- SUN token burn reaches $8M milestone with $4M pending, boosting market confidence.
- SUN tokens embrace transparency with a 100% on-chain buyback and burn process.
- Sun opts for a simpler burn method over LP tokens to avoid community confusion.
Justin Sun announced on X that the ongoing SUN token burn has hit a significant milestone. The total burn amount now totals $8 million, with an additional $4 million yet to be completed. This update demonstrates the continued effort to reduce the total supply of SUN tokens, with the goal of strengthening the token’s market position.
The SUN token burn has seen consistent and substantial activity in recent days. A total of 279 million SUN tokens have already been burned, equivalent to roughly $8 million.

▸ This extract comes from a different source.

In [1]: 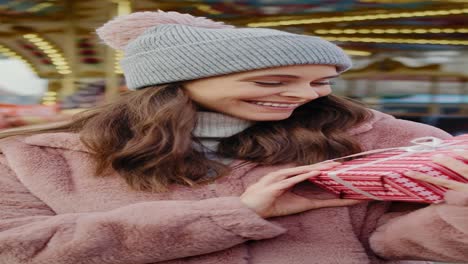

The latest burning records show that on September 4, 2024, at 08:26 SGT, around 3 million SUN tokens were burned. Other burns on the same day included a total of over 3 million SUN tokens, reflecting a continued commitment to reducing the overall token supply.
Moreover, approximately 9 million SUN tokens, estimated to be worth around $269,000, are slated to be burned soon. The ongoing process highlights the community’s decision to use a transparent and verifiable token burn method.
This approach has been chosen over the more complex Liquidity Pool (LP) token burning method, commonly used by other tokens like Shiba Inu (SHIB). According to Sun, while LP token burning could enhance liquidity and attract larger investors, its complexity often causes confusion among community members.
Furthermore, Coin Edition recently noted that SunPump, a meme coin platform on the Tron network, has implemented a 100% on-chain buyback and burn process for its SUN token, effective September 3rd. This transition to a fully on-chain process is designed to enhance transparency, ensuring that all burn records are verifiable on the blockchain.
Sun further explained that adding liquidity through LP tokens could improve market depth and attract larger investors, known as ‘whales,’ who favor tokens with high liquidity to avoid slippage and volatility.